The Norwegian Cancer Society (Kreftforeningen #4602492) and Oslo University Hospital
A cancer diagnosis and subsequent treatment can be disruptive and traumatic, often accompanied by a multitude of stressors for the patients. Uncertainty of outcome and invasive medical procedures with aversive side effects are not uncommon, and while people differ widely in how they experience and cope with such challenges, cancer related distress including anxiety, depression, worry and rumination is prevalent. Psychosocial interventions in cancer can facilitate psychological adaptation to cancer, including reducing distress, anxiety, negative affect and depression, as well as improving quality of life.
This study combines well-established stress management interventions for cancer patients with cutting edge computerized technology at the Department of Digital Health Research (formerly Center for Shared Decision Making and Collaborative Care Research) at Oslo University Hospital, creating an innovative app-based cognitive behavioral stress management intervention for cancer patients in Norway.
In phase I (2015/2017), the intervention was designed, developed, tailored and piloted by specialists in psychosocial oncology, stress management and eHealth, in close collaboration with patients with cancer and related health care personnel. This phase resulted in the StressProffen™©, an evidence-based stress management program with 10 cognitive behavioral stress management-based modules, including educational material, coping strategies and suggested relaxation techniques.
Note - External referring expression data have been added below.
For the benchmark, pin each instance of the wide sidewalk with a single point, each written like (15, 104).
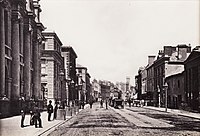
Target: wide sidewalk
(176, 111)
(11, 126)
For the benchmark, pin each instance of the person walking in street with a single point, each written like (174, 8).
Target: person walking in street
(106, 104)
(37, 116)
(101, 104)
(55, 111)
(91, 102)
(32, 113)
(23, 116)
(49, 110)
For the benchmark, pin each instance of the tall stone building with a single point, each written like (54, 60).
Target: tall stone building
(20, 42)
(70, 69)
(82, 72)
(52, 64)
(192, 78)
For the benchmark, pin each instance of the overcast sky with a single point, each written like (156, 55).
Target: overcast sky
(113, 38)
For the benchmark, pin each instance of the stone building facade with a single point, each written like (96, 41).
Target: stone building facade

The program is designed for both android and ios (apple), and can be used on smart phones as well as tablets.
In phase II (2017/2020), the effect of the StressProffen™© intervention is being tested with repeated measures in a randomized controlled trial (RCT), examining impact on stress, distress, quality of life, self-regulation, coping, and health behaviors. Participants are cancer patients (N=180) in Norway diagnosed with various types of cancer and randomized to either the intervention or to standard care.
Participants in the intervention group have received a face-to-face introductory group session before downloading and proceeding with the StressProffen™© app. If effective, the StressProffen™© program has the potential to generally enhance well-being, self-management and sense of self-control for patients living with cancer. The intervention can provide extensive outreach, improved flexibility and high accessibility for a diverse group of cancer patients in more cost-effective ways, potentially also reducing burden on the health care system.
So far, StressProffen™© exists in Norwegian and English versions. The program has great potential, and new studies examining StressProffen with additional patients groups are currently in planning and progress.